Transmisión de noticias por morse desde la BBC de Londres en 1943.
Transmisión de noticias por morse desde la BBC de Londres en 1943.Felix Man (Getty Images)
Martín Caparrós

Samuel Morse, esclavista y xenófobo, fue a la vez un revolucionario: inventó la simultaneidad… y el tiempo global

Es un poroto: al lado de Morse, Bill Gates es un poroto.

En mi barrio dicen que algo es un poroto para decir que es insignificante. Y la palabra poroto es un placer: la pe restalla, las O sugieren, los labios protuberan. En estos días la frase me da vueltas: comparado con el invento del señor Samuel Morse, Internet —la fijación contemporánea— es un auténtico poroto.

Samuel Finley Breese Morse había nacido en Boston a fines del siglo XVIII, hijo de un pastor calvinista y geógrafo que descendía orgulloso de los primeros invasores: todos muy serios, muy religiosos, muy conservadores. En Yale estudió teología, matemáticas y “ciencias de los caballos”, pero prefirió dedicarse a la pintura histórica: componía —­con gran respeto por las reglas clásicas— retratos de ricos, escenas mitológicas, tartas con su nata. Y al mismo tiempo se fascinaba con asuntos tan nuevos, tan hipotéticos como la electricidad.

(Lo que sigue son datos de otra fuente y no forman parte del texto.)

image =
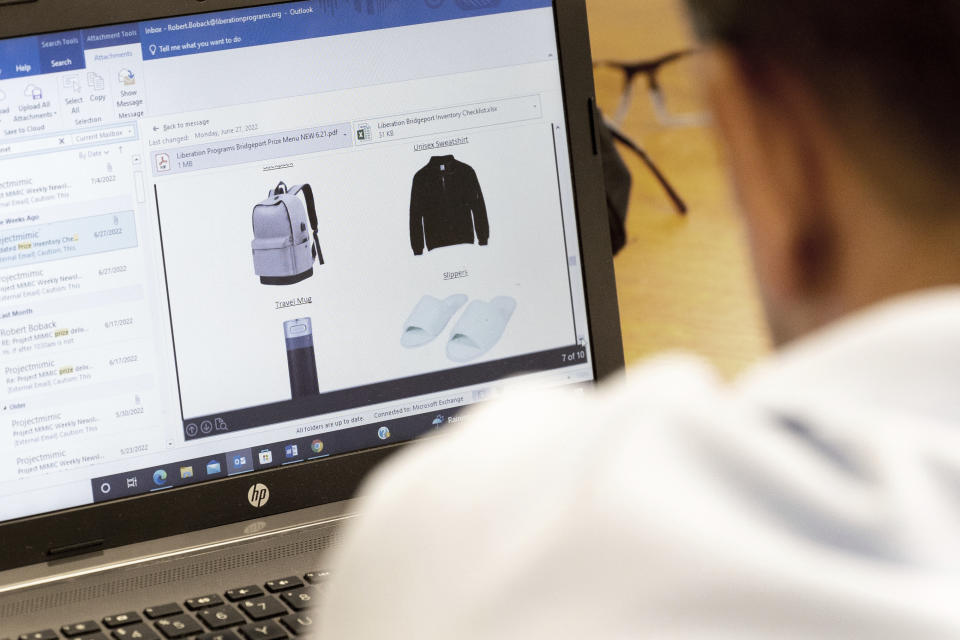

Oscilaba. Sin dejar de pintar se lanzó a experimentos, pero nadie sabe cómo encontró su idea decisiva. Años antes un británico, William Sturgeon, había inventado el electroimán: un trozo de hierro que se carga de magnetismo —y atrae otros metales— cuando recibe una descarga eléctrica. Morse imaginó que esos movimientos podían transformarse en un lenguaje: todo estaba en manejar las descargas para que movieran una aguja con sentido. Un impulso corto sería un punto, uno más largo una raya, y entre puntos y rayas reprodujo el alfabeto —y lo llamó Código Morse. Solo le faltaban generadores y cables que pudieran llevar esos impulsos fuerte y lejos; tras años de fracasos lo logró.

En 1843, a sus 52, su Gobierno le dio un dinero para tender 60 kilómetros de cable; el 1 de mayo, la noticia de la nominación de un candidato conservador a la presidencia viajó desde Baltimore, donde sucedía, a Washington, donde aún no, en cuestión de segundos. El mundo había cambiado y todavía no lo sabía. La era de la información había empezado.

La técnica estaba, faltaban herramientas. En unos años las llanuras de América se llenaron de postes con sus hilos, se vaciaron de búfalos; en 1856 se inauguró el primer tendido transatlántico, 4.000 kilómetros de cable submarino entre Londres y Nueva York. Era una obra colosal y, por supuesto, naufragó. Pero 10 años después su sucesora ya estaba funcionando y un inversor americano podía jugar en tiempo real en la Bolsa de Londres —o mandar un poema a su amante británico.

Fue una explosión. Hacia 1900 la Tierra estaba surcada por 300.000 kilómetros de cables telegráficos, electricidad convertida en letras. Phileas Fogg ya podía dar la vuelta al mundo en 80 días; una noticia podía hacerlo en 80 segundos. Por primera vez en la historia la palabra fue más rápida que el hombre. El discurso se volvió etéreo, la información le ganó a la materia.

Es difícil exagerar el cambio que eso produjo: creó la simultaneidad, inventó otra forma del tiempo. Antes del telégrafo, algo que sucedía en Madrid tardaba dos o tres meses en existir para un habitante de Buenos Aires. Un rey de España —algún Felipe— seguía reinando en Perú mucho después de muerto porque nadie en Perú sabía que se había muerto. Con el telégrafo, las cosas empezaron a suceder al unísono, en un tiempo cada vez más global.

Samuel Morse fue rico y famoso y se murió a sus 80, venerable. Tenía hijos y nietos y condecoraciones y una barba de prócer. Había cambiado el mundo, pero no de ideas: seguía siendo un señor conservador que defendió la esclavitud —“La posesión de esclavos es una condición sin ninguna característica moral particular, no más que ser padre o empleador o gobernante”— y detestaba que su país se llenara de católicos y otros migrantes de segunda: “Debemos tapar el agujero en nuestro barco por el cual entran esas aguas fangosas que amenazan con hundirnos”.

Había perdido, samurái triste, casi todas sus guerras: es difícil ganarlas cuando uno quiere cambiar y conservar al mismo tiempo.